Westerly and Charlestown residents who spoke during public hearings on the two new ordinances said Quarry Road is too narrow for regular use by heavy commercial vehicles.
Edward Balbat, a Quarry Road resident and plaintiff in the lawsuit against the town and the companies, said the road is less than 13 feet wide in one spot, has no painted center line, and is poorly lit. “The road is not designed for heavy industrial use,” he said.
Al James, whose Ross Hill Road residence in Charlestown is near the quarry, presented the council with photographs that he said showed dust from the quarry coating the house. He also informed the council of multiple violations found by the federal Mine Safety and Health Administration against Copar.
Denise Rhodes of Charlestown said that while quarrying may have occurred on the property decades ago, it was on a much different scale. “What happened in 1800s, what happened in 1940s, is not what is happening now in 2013 — they’re strip mining now,” she said.
Councilor Christopher Duhamel also used the term strip mining and said it was not permitted under the town’s Comprehensive Plan.

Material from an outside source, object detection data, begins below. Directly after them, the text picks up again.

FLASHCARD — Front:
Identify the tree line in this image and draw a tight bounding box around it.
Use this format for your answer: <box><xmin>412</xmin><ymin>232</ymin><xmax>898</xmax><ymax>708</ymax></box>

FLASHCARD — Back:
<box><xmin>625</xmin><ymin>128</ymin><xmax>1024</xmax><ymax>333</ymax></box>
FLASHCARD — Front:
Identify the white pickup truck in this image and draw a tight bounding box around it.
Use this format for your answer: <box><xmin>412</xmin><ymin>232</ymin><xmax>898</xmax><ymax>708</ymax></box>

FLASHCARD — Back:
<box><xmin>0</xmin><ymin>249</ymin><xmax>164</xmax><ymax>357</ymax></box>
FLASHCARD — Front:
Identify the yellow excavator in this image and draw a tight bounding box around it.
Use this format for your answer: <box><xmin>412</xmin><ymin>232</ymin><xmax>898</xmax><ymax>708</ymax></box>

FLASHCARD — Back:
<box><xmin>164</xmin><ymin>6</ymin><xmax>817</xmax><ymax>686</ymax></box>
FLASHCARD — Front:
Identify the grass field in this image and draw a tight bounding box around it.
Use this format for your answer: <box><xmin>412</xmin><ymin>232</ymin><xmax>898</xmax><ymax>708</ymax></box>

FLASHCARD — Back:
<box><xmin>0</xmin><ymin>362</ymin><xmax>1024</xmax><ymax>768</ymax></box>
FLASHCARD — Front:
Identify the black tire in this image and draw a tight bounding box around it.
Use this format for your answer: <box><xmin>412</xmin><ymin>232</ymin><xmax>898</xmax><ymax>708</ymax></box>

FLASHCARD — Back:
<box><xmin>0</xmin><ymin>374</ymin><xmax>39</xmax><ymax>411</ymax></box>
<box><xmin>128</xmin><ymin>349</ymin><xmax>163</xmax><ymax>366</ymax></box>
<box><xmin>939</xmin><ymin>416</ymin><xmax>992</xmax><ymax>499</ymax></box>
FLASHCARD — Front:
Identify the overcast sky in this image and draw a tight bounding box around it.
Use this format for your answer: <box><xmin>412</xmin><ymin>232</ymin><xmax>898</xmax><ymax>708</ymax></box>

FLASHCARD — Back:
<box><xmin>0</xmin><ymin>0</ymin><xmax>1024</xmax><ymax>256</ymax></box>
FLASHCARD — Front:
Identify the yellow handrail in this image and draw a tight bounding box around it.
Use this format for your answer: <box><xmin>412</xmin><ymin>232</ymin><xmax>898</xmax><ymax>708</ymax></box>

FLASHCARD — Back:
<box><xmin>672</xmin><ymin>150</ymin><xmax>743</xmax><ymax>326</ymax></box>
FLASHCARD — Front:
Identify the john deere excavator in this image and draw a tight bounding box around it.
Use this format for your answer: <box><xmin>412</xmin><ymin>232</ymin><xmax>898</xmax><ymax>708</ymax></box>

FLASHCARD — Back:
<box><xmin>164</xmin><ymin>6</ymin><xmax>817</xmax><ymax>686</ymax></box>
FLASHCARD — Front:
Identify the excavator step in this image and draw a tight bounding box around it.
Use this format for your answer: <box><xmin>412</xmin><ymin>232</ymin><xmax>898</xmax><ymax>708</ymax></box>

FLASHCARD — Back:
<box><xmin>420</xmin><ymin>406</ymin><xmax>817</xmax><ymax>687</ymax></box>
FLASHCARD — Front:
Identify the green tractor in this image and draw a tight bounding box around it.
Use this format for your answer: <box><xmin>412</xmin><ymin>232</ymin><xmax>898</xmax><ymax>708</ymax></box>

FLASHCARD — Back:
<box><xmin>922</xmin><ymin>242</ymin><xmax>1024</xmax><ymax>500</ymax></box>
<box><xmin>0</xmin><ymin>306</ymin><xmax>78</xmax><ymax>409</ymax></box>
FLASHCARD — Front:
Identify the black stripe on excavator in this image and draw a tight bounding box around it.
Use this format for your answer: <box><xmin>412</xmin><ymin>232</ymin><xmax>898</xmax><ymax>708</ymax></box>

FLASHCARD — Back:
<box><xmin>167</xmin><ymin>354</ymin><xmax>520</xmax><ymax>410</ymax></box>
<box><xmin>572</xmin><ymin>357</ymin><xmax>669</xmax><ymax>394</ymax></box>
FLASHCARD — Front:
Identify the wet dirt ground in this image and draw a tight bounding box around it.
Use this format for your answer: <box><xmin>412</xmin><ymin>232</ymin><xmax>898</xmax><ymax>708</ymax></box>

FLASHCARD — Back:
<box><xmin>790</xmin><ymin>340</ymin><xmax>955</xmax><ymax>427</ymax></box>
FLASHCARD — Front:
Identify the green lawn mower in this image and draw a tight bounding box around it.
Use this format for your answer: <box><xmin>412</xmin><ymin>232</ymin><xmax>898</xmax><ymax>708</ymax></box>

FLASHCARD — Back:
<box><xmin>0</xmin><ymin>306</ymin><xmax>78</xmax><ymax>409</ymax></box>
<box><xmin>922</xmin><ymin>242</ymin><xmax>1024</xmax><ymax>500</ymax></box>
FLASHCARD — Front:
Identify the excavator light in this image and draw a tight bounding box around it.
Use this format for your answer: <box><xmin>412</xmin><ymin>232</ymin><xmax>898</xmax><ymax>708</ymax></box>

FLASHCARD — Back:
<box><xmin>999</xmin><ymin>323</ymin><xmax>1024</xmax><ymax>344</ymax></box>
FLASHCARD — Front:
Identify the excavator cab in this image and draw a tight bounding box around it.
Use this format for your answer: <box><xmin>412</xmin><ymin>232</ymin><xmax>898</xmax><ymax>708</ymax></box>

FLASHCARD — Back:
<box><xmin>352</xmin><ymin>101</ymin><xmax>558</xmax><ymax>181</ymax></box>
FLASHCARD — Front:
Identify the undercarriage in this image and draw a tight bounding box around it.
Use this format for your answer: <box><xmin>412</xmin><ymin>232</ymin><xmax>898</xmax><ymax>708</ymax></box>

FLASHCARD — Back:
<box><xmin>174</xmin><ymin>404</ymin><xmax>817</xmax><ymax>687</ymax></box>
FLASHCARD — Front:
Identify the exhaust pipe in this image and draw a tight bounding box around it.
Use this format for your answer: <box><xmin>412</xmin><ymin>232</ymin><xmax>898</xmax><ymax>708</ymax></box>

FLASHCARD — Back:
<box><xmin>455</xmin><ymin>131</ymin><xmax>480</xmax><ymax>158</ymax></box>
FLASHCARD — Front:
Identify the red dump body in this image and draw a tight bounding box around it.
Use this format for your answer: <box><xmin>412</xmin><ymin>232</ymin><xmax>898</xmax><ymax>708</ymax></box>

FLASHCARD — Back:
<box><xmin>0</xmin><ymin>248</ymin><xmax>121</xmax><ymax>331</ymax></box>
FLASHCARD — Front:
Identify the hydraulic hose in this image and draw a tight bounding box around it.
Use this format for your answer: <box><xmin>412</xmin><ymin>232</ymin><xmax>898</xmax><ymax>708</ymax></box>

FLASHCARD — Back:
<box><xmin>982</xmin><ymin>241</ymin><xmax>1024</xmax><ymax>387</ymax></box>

He also said the town’s position, as evidenced by the zoning permit revocation, is that Copar should not be allowed to continue its operations.
Town Council President Diana Serra said the council was not trying to put “anyone out of business” but instead is committed to protecting the health of Bradford residents.
“This council is trying to address the health and safety issues in Bradford and Charlestown, not trying to put anyone out of business,” Serra said, adding that the case has been fraught with surprises. “Some of the issues you can’t make up, but we will try and continue trying. We are committed,” Serra said.
David Comolli insisted that complaints about dust and silica at the quarry are exaggerated and pointed to the presence of his 87-year old father as proof.
“He would have died 50 years ago,” Comolli said.